Many space-leopards died to provide those tunics.

§ April 8th, 2010 § Filed under star trek § 10 Comments

So reader Chuck was nice enough to send me a copy of this here book, Star Trek: The Truth Machine (Random House, 1977), which shows that no matter in what medium he’s presented, Captain Kirk is one handsome S.O.B.:


The ’50s monster movie-style “giant lizards menacing the city” scene on the viewscreen is pretty awesome, too.

Anyway, the story’s about some alien thugs who lure our heroes down to their primitive planet and try to coerce them into giving up the tech details on the Enterprise’s warp drive. However, the aliens are just advanced enough to be able to force the answers via their Truth Machine, hence the title. Also, these guys are totally into The Phantom:


The story wraps up pretty much as you’d expect, with our heroes getting the better of these geniuses, and with Spock layin’ down a little Vulcan whup-ass:


My favorite parts of the book are the brief snippets of exposition and explanation for the various elements of the Trek universe, written plainly and simply for the intended younger audience:

“The crew hurried to the transporter room. When they stood on the transporter disks, their molecules in their bodies would be taken apart, sent through space, and put back together on the planet’s surface.”

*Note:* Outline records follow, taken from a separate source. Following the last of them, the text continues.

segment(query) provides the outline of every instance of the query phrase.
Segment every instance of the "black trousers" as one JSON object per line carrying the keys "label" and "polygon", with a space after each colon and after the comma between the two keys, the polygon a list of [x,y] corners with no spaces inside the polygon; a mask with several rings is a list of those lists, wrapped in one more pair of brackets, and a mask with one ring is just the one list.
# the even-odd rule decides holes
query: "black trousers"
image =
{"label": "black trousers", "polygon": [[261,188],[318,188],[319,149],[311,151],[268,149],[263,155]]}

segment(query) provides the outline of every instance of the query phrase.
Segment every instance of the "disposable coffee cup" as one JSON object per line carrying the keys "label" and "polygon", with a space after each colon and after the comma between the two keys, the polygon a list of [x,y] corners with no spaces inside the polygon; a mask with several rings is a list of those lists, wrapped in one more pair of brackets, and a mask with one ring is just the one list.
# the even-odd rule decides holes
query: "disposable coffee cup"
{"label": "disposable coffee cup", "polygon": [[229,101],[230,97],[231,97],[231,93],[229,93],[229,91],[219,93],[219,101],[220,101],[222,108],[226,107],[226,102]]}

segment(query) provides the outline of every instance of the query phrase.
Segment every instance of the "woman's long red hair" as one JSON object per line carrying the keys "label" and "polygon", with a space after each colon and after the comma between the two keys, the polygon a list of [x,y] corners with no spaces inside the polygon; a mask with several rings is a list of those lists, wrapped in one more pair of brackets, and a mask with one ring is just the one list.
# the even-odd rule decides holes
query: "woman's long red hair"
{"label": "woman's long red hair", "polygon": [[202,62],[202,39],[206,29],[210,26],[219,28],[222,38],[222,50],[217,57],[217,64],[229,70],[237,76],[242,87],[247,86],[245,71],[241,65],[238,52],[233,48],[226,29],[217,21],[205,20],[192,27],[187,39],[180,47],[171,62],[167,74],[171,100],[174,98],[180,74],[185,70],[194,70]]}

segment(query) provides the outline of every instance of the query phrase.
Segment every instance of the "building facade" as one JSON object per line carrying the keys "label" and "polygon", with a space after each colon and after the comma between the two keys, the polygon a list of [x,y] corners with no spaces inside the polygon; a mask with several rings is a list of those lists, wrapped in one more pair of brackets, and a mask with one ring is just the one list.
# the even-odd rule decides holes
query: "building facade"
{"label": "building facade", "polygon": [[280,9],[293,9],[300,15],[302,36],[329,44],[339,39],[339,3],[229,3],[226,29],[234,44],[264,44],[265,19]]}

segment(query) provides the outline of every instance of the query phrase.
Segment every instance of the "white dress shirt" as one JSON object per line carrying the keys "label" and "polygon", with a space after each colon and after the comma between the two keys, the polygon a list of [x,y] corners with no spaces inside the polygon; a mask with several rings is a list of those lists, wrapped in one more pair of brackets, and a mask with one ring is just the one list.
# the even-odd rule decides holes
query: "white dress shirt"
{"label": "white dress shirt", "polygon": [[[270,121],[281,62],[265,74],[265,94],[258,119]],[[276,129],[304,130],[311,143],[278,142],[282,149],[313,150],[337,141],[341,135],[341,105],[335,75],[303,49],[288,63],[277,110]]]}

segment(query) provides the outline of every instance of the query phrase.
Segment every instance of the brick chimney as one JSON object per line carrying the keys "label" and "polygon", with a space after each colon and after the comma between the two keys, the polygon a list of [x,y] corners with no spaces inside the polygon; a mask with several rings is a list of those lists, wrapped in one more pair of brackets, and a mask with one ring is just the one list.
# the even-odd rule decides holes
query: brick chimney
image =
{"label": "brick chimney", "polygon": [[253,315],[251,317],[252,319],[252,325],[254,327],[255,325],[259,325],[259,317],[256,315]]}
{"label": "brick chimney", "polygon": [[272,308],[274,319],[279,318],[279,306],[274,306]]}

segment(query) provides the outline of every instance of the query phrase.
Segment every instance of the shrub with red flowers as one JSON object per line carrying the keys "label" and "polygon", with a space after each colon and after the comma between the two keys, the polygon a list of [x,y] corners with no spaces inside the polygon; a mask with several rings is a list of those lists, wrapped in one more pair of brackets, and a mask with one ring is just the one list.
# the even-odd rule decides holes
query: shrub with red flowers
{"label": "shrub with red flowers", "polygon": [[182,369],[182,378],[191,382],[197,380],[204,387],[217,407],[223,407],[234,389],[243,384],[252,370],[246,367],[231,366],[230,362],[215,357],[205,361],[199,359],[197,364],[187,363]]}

Urgh. Put like that, no wonder McCoy didn’t like beaming up or down anywhere.

“Although Spock’s mother was born on Earth, Spock had been born on his father’s planet, Vulcan. And like a true Vulcan, Spock never showed any feelings.”

Is that so, Mr. Narrator? Then what do you have to say about…THIS:


Well, um, come to think of it…what could you say?

Actually, that’s just Spock expressing Vulcan’s most common emotion, Total Smugness, during his explanation of how he outsmarted the bad guys’ Truth Machine not by lying about the warp drive, but by simply not offering up important details the aliens didn’t specifically ask about. Okay, sure, good move, Spock, but you don’t have to be a self-satisfied jerk about it. Sheesh.

Thanks again to reader Chuck for the swell book!

10 Responses to “Many space-leopards died to provide those tunics.”

  • Old Bull Lee says:

    Wasn’t this similar to the plot of a TNG episode? I think it was a stranded ship instead of a planet.

    There was also one where Matt Frewer claimed to be from the future, but was actually from the past and trying to get a jump on inventing future technology.

  • De says:

    A planet where apes evolved from men? There’s got to be an answer somewhere…

  • Andrew Weiss says:

    I remember reading a copy of this in the (little used) Woburn Boys’ Club after I ran out of quarters for the Pac-Man machine.

    I also spent way too much time contemplating Spock’s ruse by omission. (It didn’t work on my parents as well as it did on the residents of Planet Ghost-That-Walks.)

  • Randal says:

    Mike, an O-face is not an emotion.

  • Walaka says:

    What kind of book is this? An illustrated “novel”? Something like a Big Little Book, with alternating text and picture?

  • Andres says:

    That looks more like a ‘I just farted’ face to me.

  • philip says:

    I’m imagining a scene where the villains of this story are arguing over whether they should dress like The Phantom or Fred Flintstone and in the interest of time they decide to just go with both.

  • J.W. Rollins says:

    You can’t see it in the last image, but no one is wearing pants.

  • Nate says:

    When I read this in 2nd grade Spock taught me the greatest lessons in lying, tell em just enough truth!

  • Tom K Mason says:

    This looks just like the Star Trek/Phantom/Planet of the Apes/Flintstones mash-up I’ve dreamed about since I was 9. All that’s missing is Godzilla.